Hand-held Kinetic Impact Weapons
Hand-held kinetic impact weapons (also known as striking weapons) are designed to be used to strike or hit an individual to cause compliance through pain. They are one of the most common less lethal weapons carried by law enforcement officers.
Batons and truncheons are among the striking weapons most often used, and they are usually made of rubber, plastic, wood, or metal, and range in size from 20cm to 2 metres. Other striking weapons, including whips, and smaller weapons such as slappers and billys (which may be weighted), are less common, but are still permitted for law enforcement use in some countries. Some law enforcement officials also use ad-hoc equipment such as sticks, clubs, or other improvised weapons.
Batons or truncheons are used to push, jab, poke, hit, or beat a person. Frequently, they are used abusively to lever, apply force, or crush parts of the body, or in neck or choke holds. They can also be used as a tool of rape. Any use of a baton on an individual who is already restrained or otherwise under control may amount to torture or other ill-treatment.
While batons may have a legitimate law enforcement role, when used in strict accordance with international human rights standards, all other types of hand-held kinetic impact weapons listed in this section have no legitimate law enforcement use and should not be used in any circumstances (see individual entries for information).
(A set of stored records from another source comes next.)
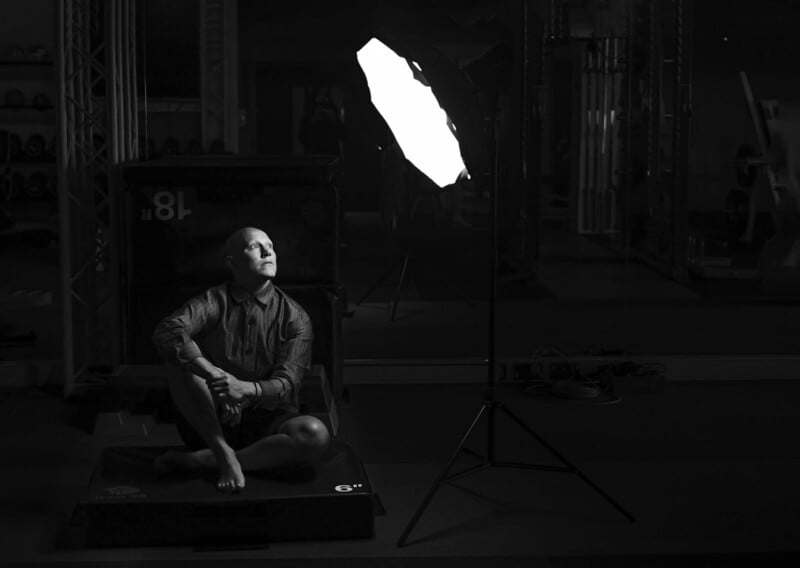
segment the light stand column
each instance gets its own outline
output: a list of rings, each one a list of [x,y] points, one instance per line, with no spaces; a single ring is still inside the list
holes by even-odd
[[[405,546],[408,540],[411,531],[414,530],[414,527],[419,522],[419,519],[422,517],[422,514],[425,512],[425,509],[430,504],[433,496],[436,494],[436,491],[439,490],[439,487],[443,483],[449,483],[456,479],[460,479],[462,477],[466,477],[478,471],[483,471],[488,468],[494,467],[503,467],[503,468],[513,468],[513,469],[526,469],[526,470],[538,470],[538,471],[551,471],[551,472],[558,472],[558,473],[570,473],[573,475],[577,475],[581,480],[583,480],[589,487],[591,487],[595,492],[597,492],[601,497],[603,497],[606,501],[608,501],[617,511],[619,511],[622,515],[625,516],[631,522],[634,522],[634,517],[631,515],[625,508],[623,508],[617,501],[611,498],[605,491],[603,491],[599,485],[594,483],[591,479],[589,479],[583,472],[581,472],[571,461],[569,461],[563,454],[561,454],[558,450],[555,449],[554,446],[549,444],[547,441],[544,440],[539,434],[537,434],[532,428],[527,426],[519,417],[514,415],[508,408],[503,405],[503,403],[498,402],[496,400],[496,307],[497,307],[497,193],[498,193],[498,172],[497,172],[497,99],[494,98],[494,105],[493,105],[493,112],[491,115],[485,118],[486,125],[487,125],[487,134],[489,135],[489,152],[490,152],[490,160],[489,165],[491,171],[489,175],[486,176],[489,180],[490,185],[490,192],[489,192],[489,240],[490,240],[490,251],[489,251],[489,273],[490,273],[490,286],[489,286],[489,348],[488,348],[488,378],[487,378],[487,387],[484,391],[483,401],[481,403],[480,408],[478,409],[478,413],[475,415],[475,418],[472,420],[472,423],[467,428],[467,431],[461,438],[461,441],[456,446],[455,450],[450,455],[450,459],[448,459],[447,464],[445,464],[442,471],[436,477],[433,482],[433,485],[428,490],[425,498],[422,500],[422,503],[414,512],[414,515],[411,517],[408,525],[406,526],[403,533],[400,535],[400,538],[397,541],[397,546]],[[554,465],[545,465],[545,464],[525,464],[525,463],[515,463],[515,462],[505,462],[505,461],[497,461],[495,459],[495,439],[497,436],[497,430],[495,427],[495,418],[497,416],[497,410],[501,410],[504,414],[506,414],[512,422],[517,424],[523,431],[529,434],[534,440],[544,446],[557,460],[561,462],[562,465],[554,466]],[[486,439],[486,455],[480,456],[477,453],[465,448],[464,445],[469,440],[469,437],[475,431],[478,424],[480,423],[483,417],[487,418],[487,439]],[[481,463],[468,467],[460,472],[449,474],[450,468],[455,463],[456,458],[461,452],[467,453],[472,455],[473,457],[477,457]]]

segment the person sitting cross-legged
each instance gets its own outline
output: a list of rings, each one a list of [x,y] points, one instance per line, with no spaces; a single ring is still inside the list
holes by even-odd
[[[219,471],[217,489],[238,492],[247,471],[287,473],[321,459],[325,424],[299,414],[311,363],[311,320],[274,285],[277,254],[262,230],[225,243],[230,281],[188,300],[156,326],[153,342],[170,367],[184,451],[155,461],[158,474]]]

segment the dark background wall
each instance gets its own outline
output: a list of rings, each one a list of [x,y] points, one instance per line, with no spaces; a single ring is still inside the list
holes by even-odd
[[[736,185],[740,144],[756,145],[739,72],[756,99],[800,104],[796,2],[693,2],[694,115],[689,206],[718,210]],[[759,203],[768,201],[761,192]]]

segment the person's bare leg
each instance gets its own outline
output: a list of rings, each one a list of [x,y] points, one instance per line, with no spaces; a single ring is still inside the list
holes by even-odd
[[[244,474],[236,452],[222,434],[214,399],[206,382],[191,373],[175,371],[169,375],[169,390],[178,411],[197,431],[208,446],[195,452],[166,452],[156,460],[157,473],[172,469],[200,470],[219,468],[217,489],[235,492],[245,485]]]
[[[277,434],[236,452],[245,471],[275,471],[313,463],[330,445],[325,424],[314,416],[284,422]]]

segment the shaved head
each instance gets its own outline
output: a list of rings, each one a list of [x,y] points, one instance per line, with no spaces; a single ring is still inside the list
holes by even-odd
[[[235,281],[257,288],[275,277],[277,254],[269,235],[256,227],[242,227],[225,241],[225,265]]]
[[[242,249],[243,245],[250,242],[251,233],[264,233],[264,231],[256,227],[242,227],[231,233],[231,236],[225,241],[225,258],[233,256]]]

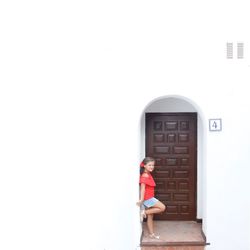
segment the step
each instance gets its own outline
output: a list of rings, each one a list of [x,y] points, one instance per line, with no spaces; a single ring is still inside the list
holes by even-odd
[[[196,221],[154,221],[154,229],[160,239],[150,238],[143,223],[141,250],[204,250],[207,244]]]
[[[205,246],[143,246],[141,250],[205,250]]]

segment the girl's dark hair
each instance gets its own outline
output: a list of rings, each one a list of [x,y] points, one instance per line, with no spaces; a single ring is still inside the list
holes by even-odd
[[[155,159],[153,157],[145,157],[142,161],[142,163],[144,165],[146,165],[147,163],[151,162],[151,161],[154,161],[155,162]],[[144,172],[144,167],[140,167],[140,174],[142,174]]]

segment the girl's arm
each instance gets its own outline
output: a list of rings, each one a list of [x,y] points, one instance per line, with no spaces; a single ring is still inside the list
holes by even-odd
[[[141,183],[140,200],[136,203],[138,206],[140,206],[144,201],[145,186],[145,183]]]

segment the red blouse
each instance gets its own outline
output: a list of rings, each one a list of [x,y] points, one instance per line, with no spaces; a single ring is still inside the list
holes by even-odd
[[[143,174],[142,174],[143,175]],[[154,197],[155,193],[155,181],[151,174],[147,174],[148,176],[140,176],[140,184],[144,183],[145,185],[145,193],[144,193],[144,200],[148,200]]]

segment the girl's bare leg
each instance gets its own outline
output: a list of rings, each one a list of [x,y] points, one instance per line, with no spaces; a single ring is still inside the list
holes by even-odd
[[[147,226],[148,226],[148,231],[150,235],[154,235],[154,221],[153,221],[153,217],[154,214],[157,213],[162,213],[164,212],[166,209],[166,206],[158,201],[153,207],[146,209],[145,213],[147,215]],[[156,236],[159,237],[159,236]]]
[[[165,206],[162,202],[158,201],[153,207],[148,208],[148,209],[145,211],[145,213],[146,213],[146,215],[148,216],[148,215],[150,215],[150,214],[162,213],[162,212],[165,211],[165,209],[166,209],[166,206]]]
[[[149,214],[148,215],[148,219],[147,219],[147,226],[148,226],[149,234],[153,234],[154,233],[153,216],[154,216],[153,214]]]

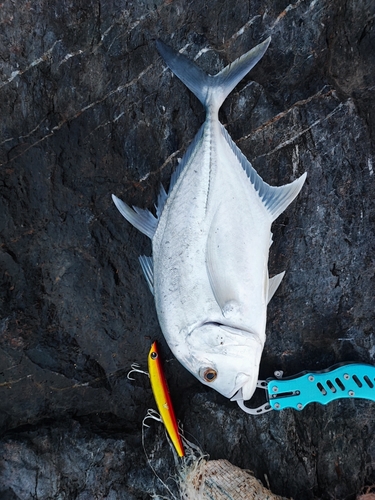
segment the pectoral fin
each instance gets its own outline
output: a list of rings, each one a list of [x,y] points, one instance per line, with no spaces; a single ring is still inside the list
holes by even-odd
[[[121,201],[114,194],[112,195],[112,200],[120,214],[152,240],[158,225],[158,219],[149,210],[138,207],[130,208],[129,205]]]

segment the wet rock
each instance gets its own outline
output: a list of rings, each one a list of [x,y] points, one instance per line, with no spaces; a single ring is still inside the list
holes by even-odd
[[[204,119],[154,40],[215,73],[271,35],[220,115],[267,182],[308,173],[273,226],[270,272],[287,274],[261,376],[373,363],[372,2],[6,0],[1,21],[3,498],[157,491],[140,440],[152,394],[146,377],[126,377],[154,339],[176,412],[211,458],[296,499],[350,499],[373,484],[374,403],[251,417],[179,365],[137,260],[150,242],[110,197],[151,208]]]
[[[158,486],[141,449],[140,439],[105,437],[74,421],[19,430],[0,446],[0,498],[149,498]]]

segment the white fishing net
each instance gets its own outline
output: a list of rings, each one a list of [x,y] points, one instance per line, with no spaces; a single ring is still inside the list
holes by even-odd
[[[201,458],[180,472],[181,500],[287,500],[228,460]]]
Injuries from hand-held kinetic impact weapons, which in some cases can be life threatening, include:
- broken bones
- internal bleeding and damage to organs
- concussion and other head injuries.
These weapons are sometimes used to apply dangerous restraint techniques, including:
- applying leverage to limbs for pain compliance
- neck-holds that restrict breathing (this technique can result in serious injury or death due to compression of the airway and damage to the larynx, trachea, and thyroid bone).